Forscher hätten die Knochenteile mit Hilfe der C-14-Methode untersucht und seien zu dem Schluss gekommen, dass sie auf das erste oder zweite Jahrhundert nach Christus zurückdatierten.
„An dem Sarg, der über so viele Jahrhunderte nicht geöffnet wurde, ist eine winzige Bohrung vorgenommen worden”, sagte Benedikt XVI. im Gottesdienst. Mit Hilfe einer Sonde seien Knochenfragmente entdeckt worden, ein „kostbares” Stück purpurfarbenen Leinenstoffs mit Goldpailletten und ein blaues Gewebe mit Leinenfasern, roter Weihrauch sowie rote Weihrauchkörner.
“Dies scheint die einhellige und unbestrittene Tradition zu bestätigen, dass es sich um die sterblichen Überreste des Apostels Paulus handelt”, sagte Benedikt weiter mit Bezug auf die schon fast 2.000 Jahre alte christliche Überlieferung, wonach es sich um das Grab des Paulus handelt.
Laut Volksglauben sollen Schädelfragmente des Heiligen in einer anderen Kirche in Rom, der Lateranbasilika beigesetzt sein. Nach christlicher Überlieferung wurde Paulus während einer Christenverfolgung in Rom geköpft.
Die archäologischen Arbeiten an dem Grab begannen 2002. Der Sarkophag selbst stammt aus dem 4. Jahrhundert und wurde unter dem Altar der Kirche eingesetzt. Die Kirche entschloss sich, den Sarg freizulegen, nachdem sich viele Gläubige 2000 bei den Feiern zum Heiligen Jahr enttäuscht gezeigt hatten, dass sie den Sarg nicht sehen und berühren können.

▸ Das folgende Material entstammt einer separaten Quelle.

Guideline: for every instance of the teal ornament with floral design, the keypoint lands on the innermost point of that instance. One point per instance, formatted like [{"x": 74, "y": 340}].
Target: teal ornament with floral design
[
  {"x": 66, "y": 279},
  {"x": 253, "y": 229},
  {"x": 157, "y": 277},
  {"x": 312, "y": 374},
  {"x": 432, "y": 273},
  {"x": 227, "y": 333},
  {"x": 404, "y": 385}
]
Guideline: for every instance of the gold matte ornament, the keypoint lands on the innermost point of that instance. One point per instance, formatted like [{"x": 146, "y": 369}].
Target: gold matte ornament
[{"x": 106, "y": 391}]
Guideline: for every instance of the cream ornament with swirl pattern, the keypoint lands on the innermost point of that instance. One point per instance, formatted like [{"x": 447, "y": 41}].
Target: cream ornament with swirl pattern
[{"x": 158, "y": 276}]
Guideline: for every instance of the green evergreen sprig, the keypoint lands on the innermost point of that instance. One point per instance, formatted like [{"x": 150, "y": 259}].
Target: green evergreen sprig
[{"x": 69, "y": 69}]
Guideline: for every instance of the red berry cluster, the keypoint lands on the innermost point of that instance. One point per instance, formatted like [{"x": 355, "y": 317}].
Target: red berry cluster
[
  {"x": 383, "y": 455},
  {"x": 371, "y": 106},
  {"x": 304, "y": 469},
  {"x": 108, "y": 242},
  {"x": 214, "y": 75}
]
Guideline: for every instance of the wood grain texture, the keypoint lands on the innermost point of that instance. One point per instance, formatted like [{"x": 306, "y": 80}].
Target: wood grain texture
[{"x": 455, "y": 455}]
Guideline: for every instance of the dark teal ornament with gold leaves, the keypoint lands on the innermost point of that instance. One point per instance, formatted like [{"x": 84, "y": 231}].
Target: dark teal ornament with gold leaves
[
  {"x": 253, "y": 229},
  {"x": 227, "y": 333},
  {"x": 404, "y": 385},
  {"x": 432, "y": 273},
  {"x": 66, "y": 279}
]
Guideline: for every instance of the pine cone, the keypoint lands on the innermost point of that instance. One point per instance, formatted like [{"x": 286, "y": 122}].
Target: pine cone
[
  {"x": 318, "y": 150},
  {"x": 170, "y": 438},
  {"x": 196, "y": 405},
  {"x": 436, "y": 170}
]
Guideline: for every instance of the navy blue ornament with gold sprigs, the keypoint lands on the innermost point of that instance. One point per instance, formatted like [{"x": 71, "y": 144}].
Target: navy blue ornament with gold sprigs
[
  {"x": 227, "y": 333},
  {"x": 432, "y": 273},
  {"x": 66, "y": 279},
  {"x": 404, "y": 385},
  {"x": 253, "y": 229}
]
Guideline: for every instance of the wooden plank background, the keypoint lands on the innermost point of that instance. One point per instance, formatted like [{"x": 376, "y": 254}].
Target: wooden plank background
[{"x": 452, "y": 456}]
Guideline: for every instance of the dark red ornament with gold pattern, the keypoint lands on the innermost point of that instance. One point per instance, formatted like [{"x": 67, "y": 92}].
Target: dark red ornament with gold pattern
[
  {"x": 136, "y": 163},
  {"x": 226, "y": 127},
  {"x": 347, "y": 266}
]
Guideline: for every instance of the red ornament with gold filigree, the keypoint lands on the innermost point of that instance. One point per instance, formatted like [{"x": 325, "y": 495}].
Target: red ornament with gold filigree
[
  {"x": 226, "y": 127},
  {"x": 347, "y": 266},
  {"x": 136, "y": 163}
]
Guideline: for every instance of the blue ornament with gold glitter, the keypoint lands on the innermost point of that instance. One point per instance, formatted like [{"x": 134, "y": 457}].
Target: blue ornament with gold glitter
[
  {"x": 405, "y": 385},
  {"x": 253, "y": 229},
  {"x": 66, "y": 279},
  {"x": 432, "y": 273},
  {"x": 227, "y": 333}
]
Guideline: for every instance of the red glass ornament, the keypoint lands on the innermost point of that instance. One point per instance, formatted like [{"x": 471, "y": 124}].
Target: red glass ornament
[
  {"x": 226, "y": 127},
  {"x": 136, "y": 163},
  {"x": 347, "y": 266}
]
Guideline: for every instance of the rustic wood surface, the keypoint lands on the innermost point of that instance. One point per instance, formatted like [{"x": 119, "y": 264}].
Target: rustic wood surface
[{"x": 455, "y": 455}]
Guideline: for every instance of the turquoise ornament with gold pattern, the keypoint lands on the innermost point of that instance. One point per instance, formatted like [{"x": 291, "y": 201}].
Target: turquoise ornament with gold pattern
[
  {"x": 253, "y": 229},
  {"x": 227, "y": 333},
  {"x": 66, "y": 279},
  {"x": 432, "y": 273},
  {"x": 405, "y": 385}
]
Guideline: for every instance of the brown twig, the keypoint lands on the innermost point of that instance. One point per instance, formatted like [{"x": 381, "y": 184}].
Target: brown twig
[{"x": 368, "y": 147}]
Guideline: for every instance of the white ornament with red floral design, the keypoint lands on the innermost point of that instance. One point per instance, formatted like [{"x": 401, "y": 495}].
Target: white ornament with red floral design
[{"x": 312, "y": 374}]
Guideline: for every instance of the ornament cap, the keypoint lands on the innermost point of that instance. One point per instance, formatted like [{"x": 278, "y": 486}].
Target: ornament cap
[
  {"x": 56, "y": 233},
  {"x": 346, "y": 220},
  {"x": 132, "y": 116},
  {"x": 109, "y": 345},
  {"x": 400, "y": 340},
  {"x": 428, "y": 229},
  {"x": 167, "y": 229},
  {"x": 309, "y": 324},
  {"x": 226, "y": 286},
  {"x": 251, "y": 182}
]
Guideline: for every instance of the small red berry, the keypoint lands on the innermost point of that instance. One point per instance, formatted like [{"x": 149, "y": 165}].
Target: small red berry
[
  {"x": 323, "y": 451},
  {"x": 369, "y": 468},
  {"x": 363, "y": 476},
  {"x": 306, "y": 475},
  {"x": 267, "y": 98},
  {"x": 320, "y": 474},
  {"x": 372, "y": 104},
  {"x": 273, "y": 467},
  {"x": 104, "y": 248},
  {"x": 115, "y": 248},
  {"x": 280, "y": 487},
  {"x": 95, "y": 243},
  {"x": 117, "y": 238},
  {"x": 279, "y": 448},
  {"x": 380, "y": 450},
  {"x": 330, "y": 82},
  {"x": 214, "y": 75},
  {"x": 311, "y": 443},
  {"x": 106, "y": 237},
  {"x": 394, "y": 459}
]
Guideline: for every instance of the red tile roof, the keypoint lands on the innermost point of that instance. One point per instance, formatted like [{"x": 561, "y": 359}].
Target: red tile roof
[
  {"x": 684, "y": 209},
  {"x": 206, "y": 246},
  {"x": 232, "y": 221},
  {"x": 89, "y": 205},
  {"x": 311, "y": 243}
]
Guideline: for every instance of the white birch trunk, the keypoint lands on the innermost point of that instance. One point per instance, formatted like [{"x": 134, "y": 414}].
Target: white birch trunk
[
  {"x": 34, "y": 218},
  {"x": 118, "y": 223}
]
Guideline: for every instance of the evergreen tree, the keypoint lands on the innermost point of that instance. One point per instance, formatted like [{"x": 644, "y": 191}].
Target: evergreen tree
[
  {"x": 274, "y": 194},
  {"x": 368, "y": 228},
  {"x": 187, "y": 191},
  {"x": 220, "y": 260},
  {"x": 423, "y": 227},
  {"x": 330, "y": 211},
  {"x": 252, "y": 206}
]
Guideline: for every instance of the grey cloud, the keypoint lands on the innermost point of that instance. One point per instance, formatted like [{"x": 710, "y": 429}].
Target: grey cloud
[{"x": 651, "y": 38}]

Nach der Überlieferung soll der Apostel Paulus im Jahr 67 in Rom enthauptet und an der Via Ostiense bestattet worden sein, wo Anfang des vierten Jahrhunderts die mächtige Basilika “San Paolo fuori le Mura” über seinem Grab gebaut wurde.
Vor etwa 500 Jahren wurde die Krypta mit dem Sarkophag geschlossen. Die Kenntnis vom genauen Ort des Grabes ging dann im Laufe der Jahre durch Umbauten, Restaurierungen und einen Brand verloren. Nach jahrelangen Bemühungen entdeckten die Archäologen schließlich 2005 einen römischen Sarkophag. Seit Dezember 2006 ist das Paulus-Grab nach 500 Jahren wieder der Öffentlichkeit zugänglich: Ein kleines Fenster unter dem Altar gibt den Blick auf eine Seite des Sarkophags frei.